Bu cümlelerden Paris katliamının onaylandığı ya da katliamı haklı çıkartacak tarihsel zeminin sunulduğunu çıkartanlar, öncelikle Paris katliamına AKP-İslam prizmasından bakmayı bırakmalılar. Bu prizma durumu anlamayı olanaksızlaştırıyor.
Durumu anlamak, öncelikle Müslümanlara, “Haydi, hemen, şimdi açıklama yapın, bu eylemle aranıza mesafe koyduğunuzu kanıtlayın” çağrısı yapmaktan ve gerçek dışı bir zeminde örgütlenen AKP karşıtlığının keyifli ama işlevsiz alanında çırpınmaktan kurtaracak. Sorun dinler ve medeniyetler alanında yaşanmıyor, sorun politik gerçekler dünyasında yaşanıyor.

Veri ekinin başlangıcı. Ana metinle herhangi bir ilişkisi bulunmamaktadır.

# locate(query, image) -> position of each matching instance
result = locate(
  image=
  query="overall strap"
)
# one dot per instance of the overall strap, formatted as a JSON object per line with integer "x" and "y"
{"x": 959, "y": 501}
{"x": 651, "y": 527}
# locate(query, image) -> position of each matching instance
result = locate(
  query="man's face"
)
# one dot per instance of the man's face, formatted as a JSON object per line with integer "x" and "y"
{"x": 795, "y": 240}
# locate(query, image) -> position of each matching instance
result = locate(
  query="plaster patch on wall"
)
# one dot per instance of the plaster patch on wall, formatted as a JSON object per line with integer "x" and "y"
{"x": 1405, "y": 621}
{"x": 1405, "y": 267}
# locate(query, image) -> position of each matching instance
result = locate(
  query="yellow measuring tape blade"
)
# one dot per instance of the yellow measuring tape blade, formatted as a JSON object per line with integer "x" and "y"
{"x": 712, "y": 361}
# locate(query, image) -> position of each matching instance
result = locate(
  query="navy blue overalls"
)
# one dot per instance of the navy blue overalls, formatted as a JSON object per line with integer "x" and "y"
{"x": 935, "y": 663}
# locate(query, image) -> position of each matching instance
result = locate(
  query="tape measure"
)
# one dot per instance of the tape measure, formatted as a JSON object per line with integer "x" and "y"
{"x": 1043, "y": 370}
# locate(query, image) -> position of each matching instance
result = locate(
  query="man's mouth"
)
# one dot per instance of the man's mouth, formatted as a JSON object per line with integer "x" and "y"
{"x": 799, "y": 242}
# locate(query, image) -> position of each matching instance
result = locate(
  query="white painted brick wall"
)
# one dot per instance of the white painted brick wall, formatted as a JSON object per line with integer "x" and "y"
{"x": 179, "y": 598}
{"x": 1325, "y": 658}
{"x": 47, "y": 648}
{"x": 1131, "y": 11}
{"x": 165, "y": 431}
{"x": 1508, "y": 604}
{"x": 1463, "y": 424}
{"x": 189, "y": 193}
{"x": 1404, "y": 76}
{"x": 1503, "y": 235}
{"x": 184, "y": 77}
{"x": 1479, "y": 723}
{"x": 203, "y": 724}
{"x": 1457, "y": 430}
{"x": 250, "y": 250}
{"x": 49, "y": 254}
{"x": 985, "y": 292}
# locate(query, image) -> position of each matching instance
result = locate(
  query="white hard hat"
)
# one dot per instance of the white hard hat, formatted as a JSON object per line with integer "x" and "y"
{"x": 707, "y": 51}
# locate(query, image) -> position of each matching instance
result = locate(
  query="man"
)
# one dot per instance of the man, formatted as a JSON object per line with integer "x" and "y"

Bu politik gerçeği hep beraber kavradığımızda, Fransa’da gerçekleşen katliamları mazur gören, gösteren, tıpkı Fransa’daki gibi sanatçıları, yazarları hedef gösteren AKP liderliğinin tetikçiliğini yapmak üzere örgütlendiği çok açık olan medya sosyal medya canavarlarıyla da, gazete şeklindeki parti bültenleriyle de hesaplaşmak çok daha kolay olacak.
Marks eksik söylemiş, din sadece halkın afyonu, ezilenlerin iç çekişi değil, kendisini çaresiz hisseden ulusalcı muhalefetin de meleklerin dünyasında oyalanmasının aracı.
Özetle; 1. Paris katliamını hep beraber kınamalıyız, 2. Bu katliamı vesile ederek Fransa’da ve Avrupa’da ırkçılığa ve İslamofobiye karşı uyanık olmalıyız (En azından Fransa ve Avrupa sosyalist solu kadar), 3. Paris katliamından yola çıkarak Türkiye’de AKP’nin hedef gösterme bülteni gibi çalışanları teşhir etmeli; düşünce, gösteri, ifade ve örgütlenme özgürlüğünün dokunulmaz olduğunu savunmalıyız, 4. Küresel ve yerel sorunları AKP-İslam prizmasından bakarak değerlendirmeye son vermeliyiz; bu prizma en çok AKP’nin işine yarıyor ve 5. Yeni katliamların ve belki de ırkçıların rövanşist katliamlarının önünü kesecek olan, Ortadoğu’daki işgalleri sona erdirecek, Arap Baharı’nda ipuçlarını gördüğümüz, aşağıdan, demokratik ve kitlesel dönüşüm için hep birlikte mücadele etmeliyiz.